The Internet of Things has made it easier than ever to set up a smart home in which you can remotely control your door locks, lights, thermostats, vacuums, lawnmowers, and even pet feeders, using your smartphone and an app. It’s also made it simple (and relatively affordable) to monitor your home from pretty much anywhere. Smart security systems are highly customizable and available as do-it-yourself kits or as full-blown setups that include professional installation and monitoring.
Depending on your needs you can go with a system that you monitor yourself, or pay a subscription fee to have your home surveilled 24/7 by professionals who will contact your local fire and police departments when alarms are triggered. Of course, the more coverage you have, the more you can expect to pay.
Here’s what to look for when deciding how to secure and monitor your home while you’re away.
Security and Home Automation Streamlined
A smart home security system connects to your home Wi-Fi network so you can monitor and control your security devices using your smartphone and an app.
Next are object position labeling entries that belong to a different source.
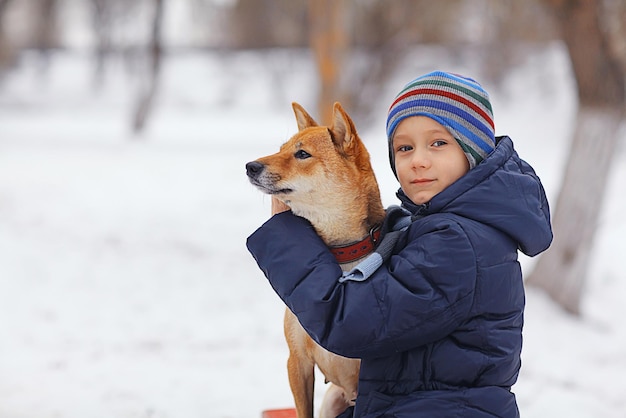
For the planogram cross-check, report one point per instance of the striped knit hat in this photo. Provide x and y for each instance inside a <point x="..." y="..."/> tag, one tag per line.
<point x="458" y="103"/>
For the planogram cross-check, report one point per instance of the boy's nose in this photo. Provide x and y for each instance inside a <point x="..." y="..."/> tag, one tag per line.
<point x="420" y="159"/>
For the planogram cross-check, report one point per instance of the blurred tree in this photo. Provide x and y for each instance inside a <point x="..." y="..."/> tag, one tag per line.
<point x="562" y="270"/>
<point x="147" y="93"/>
<point x="268" y="23"/>
<point x="329" y="38"/>
<point x="6" y="49"/>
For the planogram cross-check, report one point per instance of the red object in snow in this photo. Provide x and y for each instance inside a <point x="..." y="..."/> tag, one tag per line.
<point x="279" y="413"/>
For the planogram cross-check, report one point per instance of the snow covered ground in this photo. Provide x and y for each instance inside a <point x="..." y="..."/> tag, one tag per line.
<point x="125" y="286"/>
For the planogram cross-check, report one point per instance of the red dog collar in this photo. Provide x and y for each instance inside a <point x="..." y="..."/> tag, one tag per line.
<point x="352" y="252"/>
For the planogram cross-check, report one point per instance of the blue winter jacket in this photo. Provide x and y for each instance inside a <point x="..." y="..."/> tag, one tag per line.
<point x="438" y="327"/>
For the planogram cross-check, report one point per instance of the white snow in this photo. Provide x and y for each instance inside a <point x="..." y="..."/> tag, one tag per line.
<point x="126" y="289"/>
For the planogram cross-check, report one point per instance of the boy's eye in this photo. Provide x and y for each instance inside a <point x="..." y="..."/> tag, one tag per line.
<point x="302" y="155"/>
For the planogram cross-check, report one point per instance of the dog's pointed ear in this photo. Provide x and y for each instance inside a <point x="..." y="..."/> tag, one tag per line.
<point x="342" y="129"/>
<point x="302" y="117"/>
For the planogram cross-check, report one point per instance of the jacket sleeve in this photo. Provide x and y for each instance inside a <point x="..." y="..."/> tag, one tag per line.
<point x="422" y="294"/>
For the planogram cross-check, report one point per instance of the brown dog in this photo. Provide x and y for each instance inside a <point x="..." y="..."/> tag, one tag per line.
<point x="324" y="175"/>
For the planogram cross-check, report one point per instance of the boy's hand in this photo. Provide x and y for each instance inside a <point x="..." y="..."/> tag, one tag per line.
<point x="278" y="206"/>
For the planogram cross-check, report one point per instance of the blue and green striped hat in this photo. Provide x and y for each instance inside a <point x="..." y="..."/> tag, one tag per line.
<point x="459" y="103"/>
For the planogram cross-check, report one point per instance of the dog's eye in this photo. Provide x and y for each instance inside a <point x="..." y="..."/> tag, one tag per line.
<point x="302" y="155"/>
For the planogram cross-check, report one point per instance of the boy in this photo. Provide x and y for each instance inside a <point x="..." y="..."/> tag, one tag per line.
<point x="438" y="327"/>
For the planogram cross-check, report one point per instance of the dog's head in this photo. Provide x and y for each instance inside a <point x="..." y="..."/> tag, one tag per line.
<point x="319" y="167"/>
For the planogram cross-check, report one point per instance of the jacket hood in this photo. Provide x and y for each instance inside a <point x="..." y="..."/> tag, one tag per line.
<point x="503" y="192"/>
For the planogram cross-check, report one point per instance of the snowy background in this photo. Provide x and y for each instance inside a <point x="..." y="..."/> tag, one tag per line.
<point x="125" y="286"/>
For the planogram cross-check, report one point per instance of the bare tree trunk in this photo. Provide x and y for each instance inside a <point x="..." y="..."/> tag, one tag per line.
<point x="329" y="40"/>
<point x="148" y="90"/>
<point x="6" y="49"/>
<point x="562" y="270"/>
<point x="102" y="29"/>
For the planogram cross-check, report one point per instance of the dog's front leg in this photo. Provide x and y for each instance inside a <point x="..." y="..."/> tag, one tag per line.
<point x="301" y="373"/>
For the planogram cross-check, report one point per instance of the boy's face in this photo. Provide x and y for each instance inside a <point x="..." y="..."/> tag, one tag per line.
<point x="428" y="158"/>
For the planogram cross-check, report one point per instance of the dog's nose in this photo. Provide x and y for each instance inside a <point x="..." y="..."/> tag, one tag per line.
<point x="254" y="168"/>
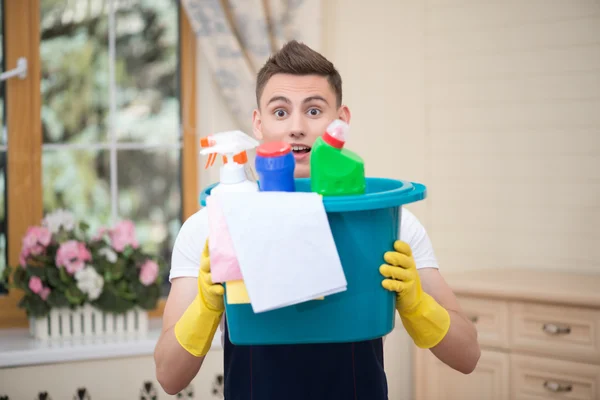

Entry-level systems typically include a couple of door and window sensors, a motion detector, and a hub that communicates with these devices using one or more wireless protocols such as Wi-Fi, Z-Wave, ZigBee, or a proprietary mesh network. You can add extra door, motion, and window sensors to provide coverage for your entire house and build a comprehensive system that includes door locks, garage door openers, indoor and outdoor surveillance cameras, lights, sirens, smoke/CO detectors, water sensors, and more.
Any smart security system worth its salt offers components that work together in a seamless environment and can be manipulated using customized rules. For example, you can create rules to have the lights turn on when motion is detected, have your doors unlock when a smoke alarm goes off, and have a camera begin recording when a sensor is triggered. Some systems store recorded video locally on an SD card or a solid state drive, while others offer cloud storage. Locally stored video is a good choice for do-it-yourselfers on a budget, but you have to be careful not to overwrite video that you may need later. Cloud storage makes it easy to store and access recorded video, but it can cost hundreds of dollars per year depending on your subscription.
If you live in a small apartment and want to keep tabs on your place when you’re not home, a security camera can get the job done for a lot less money than what you’ll pay for a dedicated security system. Nearly all standalone security cameras connect to your home’s Wi-Fi so you can see what’s going on from your phone or tablet, and most have built-in sensors that detect motion and sound and will send push and email notifications when those sensors are triggered. You can usually tweak the camera’s motion sensitivity to prevent false alarms due to pet activity or passing cars if the camera is near a window, and you can create a schedule that turns the sensors on and off during certain hours of the day
Video doorbells offer an easy way to see who is at your door without having to open or even get close to the door. These devices connect to your Wi-Fi network and will send an alert when someone approaches your doorway. They’ll record video when the doorbell is pressed or when motion is detected, and usually offer two-way audio communication that allow you to speak with the visitor from anywhere via your phone.
A Smart lock is typically part of a robust smart home security system, but you don’t have to invest in a full-blown system to use one. If you’re using a home automation hub to control things like lighting and thermostats, you can add a Z-Wave or ZigBee smart lock to the system without much effort. Alternately, if you don’t have a home automation hub, look for a Wi-Fi or Bluetooth lock that comes with its own mobile app. Smart locks use standard pre-drilled holes and are fairly easy to install. Some models use your existing keyed cylinder and deadbolt hardware and attach to the inside of your door, while others require that you remove your existing interior and exterior escutcheons and replace the deadbolt and strike hardware.